3. AI-Powered Review Generation

def generate_review_comments(analysis_context):
    bedrock = boto3.client('bedrock-runtime')
    
    prompt = f"""
    You are an experienced software engineer reviewing code changes.
    Analyze the following code diff and provide constructive feedback.
    
    Focus on:
    - Code quality and best practices
    - Security vulnerabilities
    - Performance considerations
    - Maintainability issues
    
    Code changes:
    {format_code_context(analysis_context)}
    
    Provide specific, actionable feedback with line numbers where applicable.
    """
    
    response = bedrock.invoke_model(
        modelId='anthropic.claude-3-sonnet-20240229-v1:0',
        contentType='application/json',
        accept='application/json',
        body=json.dumps({
            'anthropic_version': 'bedrock-2023-05-31',
            'max_tokens': 2000,
            'messages': [{'role': 'user', 'content': prompt}]
        })
    )
    
    return parse_ai_response(response)

Smart Comment Filtering

Not every AI suggestion is valuable.

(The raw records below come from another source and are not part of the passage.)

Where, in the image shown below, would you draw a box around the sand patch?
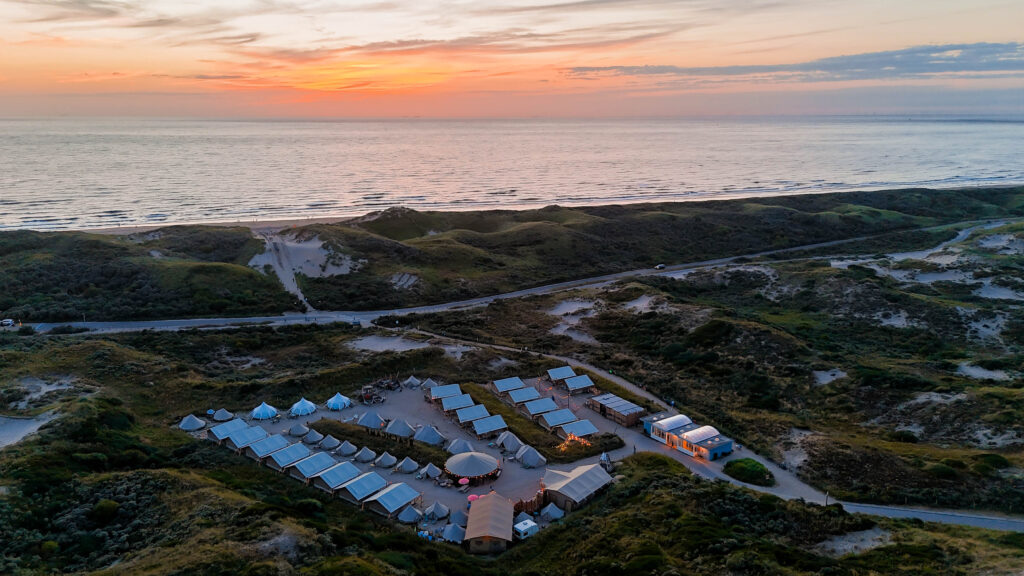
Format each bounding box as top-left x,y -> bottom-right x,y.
814,526 -> 892,558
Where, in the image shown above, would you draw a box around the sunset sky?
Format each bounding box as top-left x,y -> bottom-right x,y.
0,0 -> 1024,118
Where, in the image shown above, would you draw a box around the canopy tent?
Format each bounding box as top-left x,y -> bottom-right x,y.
541,502 -> 565,522
355,412 -> 384,428
249,402 -> 278,420
318,435 -> 341,450
334,440 -> 359,456
394,456 -> 420,474
178,414 -> 206,431
515,444 -> 548,468
364,482 -> 423,518
423,501 -> 451,520
413,426 -> 444,446
313,462 -> 362,492
441,524 -> 466,544
213,408 -> 234,422
302,430 -> 324,445
497,430 -> 523,452
398,506 -> 423,524
419,462 -> 441,479
445,438 -> 475,454
327,393 -> 352,411
288,398 -> 316,416
449,508 -> 469,528
355,446 -> 377,462
444,452 -> 499,478
384,419 -> 416,438
374,452 -> 398,468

We implemented filtering to ensure quality:

def filter_comments(comments, context):
    filtered = []
    
    for comment in comments:
        # Skip if similar comment exists in history
        if is_duplicate_comment(comment, context['mr_history']):
            continue
            
        # Skip trivial style issues if project has auto-formatting
        if has_auto_formatting(context['project']) and is_style_comment(comment):
            continue
            
        # Prioritize security and performance issues
        comment['priority'] = calculate_priority(comment)
        filtered.append(comment)
    
    # Only post top priority comments to avoid noise
    return sorted(filtered, key=lambda x: x['priority'], reverse=True)[:5]

GitLab Integration

def post_review_comments(project_id, mr_iid, comments):
    gitlab = gitlab_client()
    mr = gitlab.projects.get(project_id).mergerequests.get(mr_iid)
    
    for comment in comments:
        # Create threaded discussion on specific lines
        mr.discussions.create({
            'body': format_comment(comment),
            'position': {
                'position_type': 'text',
                'new_path': comment['file_path'],
                'new_line': comment['line_number']
            }
        })
    
    # Add summary comment
    summary = generate_review_summary(comments)
    mr.notes.create({'body': summary})

Continuous Learning

MergeMate learns from developer interactions:

def track_comment_feedback(comment_id, feedback_type):
    # Store in DynamoDB for learning
    dynamodb = boto3.resource('dynamodb')
    table = dynamodb.Table('mergemate-feedback')
    
    table.put_item(Item={
        'comment_id': comment_id,
        'feedback': feedback_type,  # 'helpful', 'not_helpful', 'resolved'
        'timestamp': int(time.time()),
        'project_context': get_project_context()
    })
    
    # Update AI model preferences
    update_review_patterns(feedback_type)

Results and Metrics

After 3 months of using MergeMate:

  • 60% faster reviews: First-pass automated feedback reduces human review time
  • 40% fewer defects: Catches common issues before human review
  • 85% developer satisfaction: Helpful, actionable feedback
  • $2,400/month cost: Much cheaper than additional senior developers

Key Learnings

  • Context is crucial: Providing full file context, not just diffs, improves review quality
  • Less is more: Limiting comments to top 5 issues prevents notification fatigue
  • Learning loop: Tracking developer feedback continuously improves the system
  • Integration matters: Seamless GitLab integration encourages adoption

Future Enhancements

We're working on:

  • Custom rule sets per project or team
  • Integration with static analysis tools
  • Automated fix suggestions for common issues
  • Performance impact analysis for larger changes

Conclusion

MergeMate has transformed our code review process from a bottleneck into an accelerator. By combining AI capabilities with smart filtering and continuous learning, we've created a tool that genuinely helps developers write better code faster.

The serverless architecture keeps costs low while scaling with our team's needs. Most importantly, developers actually enjoy using itβ€”which is the ultimate measure of success for any developer tool.